Produire une identité: Le personnage homosexuel dans le roman français de la seconde moitié du XIX e siècle (1859-1899) PDF

Lord Alfred Douglas, surnommé  Bosie , et Oscar Wilde, en 1894. L’homosexualité et d’autres thèmes comme le changement de sexe ou la bisexualité sont présents dans la littérature depuis les origines, et de plus en plus fréquents dans les livres contemporains. Cette conception se reflète dans les textes de Platon, qui évoque la pédérastie, et dans produire une identité: Le personnage homosexuel dans le roman français de la seconde moitié du XIX e siècle (1859-1899) PDF poèmes de Sappho célébrant la beauté féminine.


S’inscrivant dans le sillon inauguré par les travaux de Michel Foucault et des représentant/e/s du courant constructiviste des études gaies et lesbiennes anglo-saxonnes, ce livre se propose de retracer le volet romanesque de la production discursive d’une « identité homosexuelle » spécifique dans la seconde moitié du XIX e siècle. Le corpus analysé se compose d’une quinzaine de romans publiés en France entre 1859 et 1899.

Un aperçu de ces sujets dans la littérature illustre le changement culturel du regard sur la diversité de l’orientation sexuelle à travers les âges. Dans la mythologie égyptienne, un mythe d’un dieu appelé Atoum, ancêtre de tous les dieux. Il possédait à la fois l’essence du masculin et du féminin. Parmi les mythes des Textes des Pyramides, se trouve l’histoire d’un incident homosexuel lorsque Seth et Horus entrent en concurrence pour obtenir le pouvoir.

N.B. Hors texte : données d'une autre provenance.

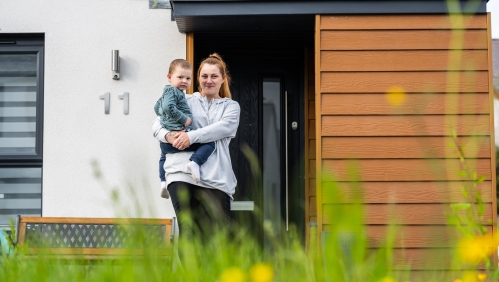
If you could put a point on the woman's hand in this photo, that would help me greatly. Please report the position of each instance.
(182, 140)
(171, 136)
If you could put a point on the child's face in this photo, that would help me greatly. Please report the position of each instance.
(180, 78)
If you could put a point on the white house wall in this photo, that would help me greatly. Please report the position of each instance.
(79, 37)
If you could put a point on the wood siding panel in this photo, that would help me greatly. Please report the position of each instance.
(407, 236)
(410, 60)
(405, 214)
(412, 104)
(392, 156)
(313, 206)
(402, 39)
(425, 125)
(426, 82)
(387, 22)
(404, 169)
(426, 259)
(402, 147)
(401, 192)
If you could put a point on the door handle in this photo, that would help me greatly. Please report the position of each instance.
(125, 97)
(106, 96)
(286, 152)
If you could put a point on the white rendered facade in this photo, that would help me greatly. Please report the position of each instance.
(79, 37)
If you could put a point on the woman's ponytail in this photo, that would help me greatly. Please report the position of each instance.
(215, 59)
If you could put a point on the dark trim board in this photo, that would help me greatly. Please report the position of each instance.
(245, 15)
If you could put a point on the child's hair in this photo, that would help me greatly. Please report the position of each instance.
(215, 59)
(179, 63)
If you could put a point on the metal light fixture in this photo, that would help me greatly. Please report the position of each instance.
(115, 64)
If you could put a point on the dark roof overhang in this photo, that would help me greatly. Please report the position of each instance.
(282, 16)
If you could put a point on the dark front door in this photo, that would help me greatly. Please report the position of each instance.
(268, 82)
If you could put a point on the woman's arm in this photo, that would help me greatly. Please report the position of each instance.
(225, 127)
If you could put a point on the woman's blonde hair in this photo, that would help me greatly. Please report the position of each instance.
(215, 59)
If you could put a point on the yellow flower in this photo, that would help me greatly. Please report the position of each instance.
(387, 279)
(395, 95)
(233, 274)
(470, 276)
(261, 272)
(475, 249)
(481, 276)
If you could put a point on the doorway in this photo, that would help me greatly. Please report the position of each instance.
(267, 71)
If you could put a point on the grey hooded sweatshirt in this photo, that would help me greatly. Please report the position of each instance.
(215, 121)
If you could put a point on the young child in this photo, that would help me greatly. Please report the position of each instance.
(175, 114)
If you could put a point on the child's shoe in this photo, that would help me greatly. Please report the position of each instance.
(193, 168)
(164, 191)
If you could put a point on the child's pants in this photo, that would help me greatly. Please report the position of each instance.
(201, 154)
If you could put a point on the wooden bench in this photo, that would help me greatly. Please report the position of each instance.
(94, 238)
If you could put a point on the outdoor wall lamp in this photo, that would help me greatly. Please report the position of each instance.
(115, 64)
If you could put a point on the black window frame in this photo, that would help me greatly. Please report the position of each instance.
(28, 44)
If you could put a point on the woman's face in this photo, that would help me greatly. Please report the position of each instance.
(210, 79)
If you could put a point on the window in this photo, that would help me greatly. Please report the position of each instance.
(21, 125)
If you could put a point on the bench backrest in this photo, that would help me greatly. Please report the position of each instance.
(91, 236)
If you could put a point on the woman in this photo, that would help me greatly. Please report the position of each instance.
(215, 118)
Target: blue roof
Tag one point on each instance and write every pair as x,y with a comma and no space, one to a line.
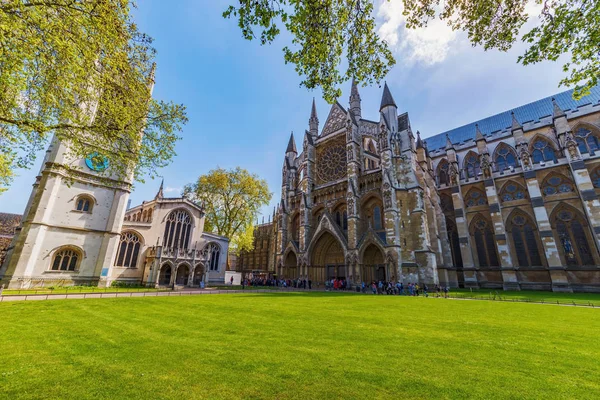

Seth était le frère d’Osiris, qui incarne la vigueur virile. Son adversaire était Horus, le fils d’Osiris. Pour les anciens Égyptiens, un recueil de prières, d’incantations et de sorts, écrit sur un papyrus inséré dans le sarcophage ou sur le mur de la tombe avait pour but d’assurer le succès de la personne décédée à toutes les étapes de la route dans l’au-delà, avant d’atteindre l’immortalité. Il convient de souligner que la relation homosexuelle n’est pas alors considérée comme un acte sexuel, mais comme une manifestation de la domination d’un homme sur un autre. Le rapport pourrait être une telle honte pour le passif, car il impliquait la soumission, l’abandon. L’Épopée de Gilgamesh est une œuvre de l’ancienne Mésopotamie, qui remonte à 2300-2200 av. Gilgamesh est un souverain sumérien semi-divin, et son ami Enkidu est un homme.

Les deux héros se combattent, sans trouver d’issue, et deviennent amis. Mais Enkidu doit mourir à cause de son rôle dans le meurtre du taureau céleste Humbaba, et de la jalousie de la déesse Ishtar. Atteint d’une maladie grave envoyée par les dieux, Enkidu meurt dans les bras de son ami. Gilgamesh pleure pendant longtemps Enkidu, ne permettant pas de l’enterrer parmi les morts. Sodome et Gomorrhe sont deux villes décrites comme pratiquant le vice. Dieu dit, parlant d’elles à Abraham :  Leur péché est énorme ! L’affection de Ruth pour sa belle-mère Naomi est extrême.

Le Nouveau Testament comporte également plusieurs allusions à l’homosexualité, souvent montrée comme détestable. Par exemple Paul écrit, dans son Épître aux Romains  Les femmes on changé l’usage naturel en celui qui est contre nature. La littérature et la philosophie de la Grèce antique ont leurs origines dans les mythes, qui apparaissent également dans des contextes associés à la communauté LGBT, y compris ceux qui sont de retour dans les œuvres littéraires modernes. Les mythes grecs nous apprennent que le souverain des dieux olympiens, Zeus, a entretenu des aventures amoureuses, et parmi ces nombreuses passades, il s’est pris d’engouement érotique pour le beau Ganymède. Un beau jeune homme, qui a charmé le dieu était censé être le prince de Sparte Hyacinthe, qui est tombé amoureux d’Apollon. Le dieu l’aime tellement qu’il lui a enseigné à tirer à l’arc et à jouer de la lyre.